Mais être millionnaire, ce n'est pas une profession. Comme l'argent est encore tabou, dire aux gens "écoutez mes conseils, je suis millionnaire" ne passerait pas. De toute façon, on ne veut pas entendre ce qu'on a à dire car, avouons-le, ce serait assez plate. "Dépensez moins que ce que vous gagnez...", "c'est sur du long terme...", "soyez discipliné ...". Beurk ! Vous allez me dire "il y a quand même les conseillers financiers". Laissez-moi vous répondre que les conseillers sont souvent des jeunes avec encore des dettes d'études. Ils n'ont même pas encore leur diplôme en main que déjà ils ont une grosse bagnole et une maison neuve en banlieue (et plein de dettes) pour "montrer" qu'ils ont réussi et que vous pouvez donc leur faire confiance. Incapables de faire un simple budget, ils sont très bons pour vous vendre les produits financiers complexes qui cachent bien la commission qu'ils empocheront sur chaque vente. Ils se concentrent souvent sur les entrées de fonds plutôt que les sorties. Des gens qui "aiment" l'argent font rarement de bons conseillers. J'ai beaucoup d'anecdotes à ce sujet... Mais être "millionnaire" n'est pas une profession. Personne prend un rendez-vous pour en rencontrer un comme on fait avec un dentiste. Il n'y a pas de groupe Meetup "one-on-one" avec un millionnaire. Il n'y a pas de conférence avec un "vrai" millionnaire, il n'y a que celles avec celui qui veut vous vendre un livre intitulé "comment devenir millionnaire à $250 la copie" (à part peut-être Mister Money Moustache). D'ailleurs, un "vrai" livre qui donne la recette pour devenir millionnaire serait assez plate à lire ... il n'y aurait que trois lignes qu'on pourrait écrire sur une carte de Dany Turcotte: 1) dépensez moins que ce que vous gagnez (ou faites un budget), 2) investissez, 3) soyez patient. Voilà ... manque juste la page couverture de Anonymous en jeans assis dans son salon bien simple, et non celle qu'on voit habituellement d'un homme en habit assis dans un sofa en cuir capitonné devant un foyer, cigare et scotch en main.

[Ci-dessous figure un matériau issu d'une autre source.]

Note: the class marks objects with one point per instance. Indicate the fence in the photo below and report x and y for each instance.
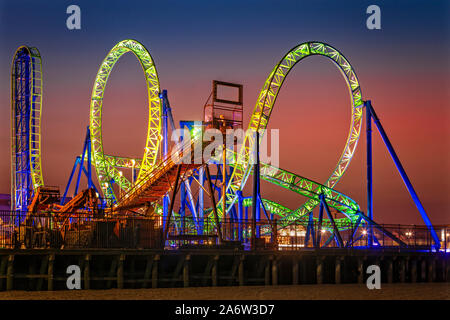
(79, 230)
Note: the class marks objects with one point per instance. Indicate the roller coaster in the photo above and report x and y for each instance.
(152, 192)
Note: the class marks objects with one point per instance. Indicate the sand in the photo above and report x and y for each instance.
(419, 291)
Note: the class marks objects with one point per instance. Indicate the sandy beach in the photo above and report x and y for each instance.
(419, 291)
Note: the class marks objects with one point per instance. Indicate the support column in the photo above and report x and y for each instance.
(51, 259)
(431, 270)
(214, 273)
(390, 270)
(295, 270)
(267, 271)
(120, 272)
(338, 271)
(10, 273)
(241, 271)
(155, 271)
(361, 270)
(186, 263)
(86, 275)
(319, 270)
(402, 273)
(274, 271)
(413, 270)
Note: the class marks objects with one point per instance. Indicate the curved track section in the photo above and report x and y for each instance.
(106, 173)
(265, 104)
(26, 110)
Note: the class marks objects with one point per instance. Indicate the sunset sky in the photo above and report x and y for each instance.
(403, 68)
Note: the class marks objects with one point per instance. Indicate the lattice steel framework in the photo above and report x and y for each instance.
(26, 110)
(107, 173)
(265, 104)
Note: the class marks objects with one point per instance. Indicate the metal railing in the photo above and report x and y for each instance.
(100, 230)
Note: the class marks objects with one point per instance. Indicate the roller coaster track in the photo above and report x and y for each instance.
(26, 110)
(264, 107)
(154, 179)
(150, 185)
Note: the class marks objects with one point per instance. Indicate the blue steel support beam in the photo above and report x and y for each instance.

Se faire plaisir Des habitudes de millionnaire, ce n'est pas de tout repos. Si vous saviez combien je marche ... des kilomètres et des kilomètres chaque semaine, sous la neige et la pluie. Des fois juste parce que je n'ai pas acheté ma carte de métro, pensant ne pas m'en servir assez pour le mois ... "pas rentable" que je me dis. Et comme je ne prends jamais le taxi ... Parfois, je ris de moi. Quand je marche longtemps à 0c, qu'il pleut et que je me fais splasher par des autos, je me dis "wow, tout ça pour sauver $3 de bus ...". C'est pas drôle la maladie de ne pas vouloir gaspiller !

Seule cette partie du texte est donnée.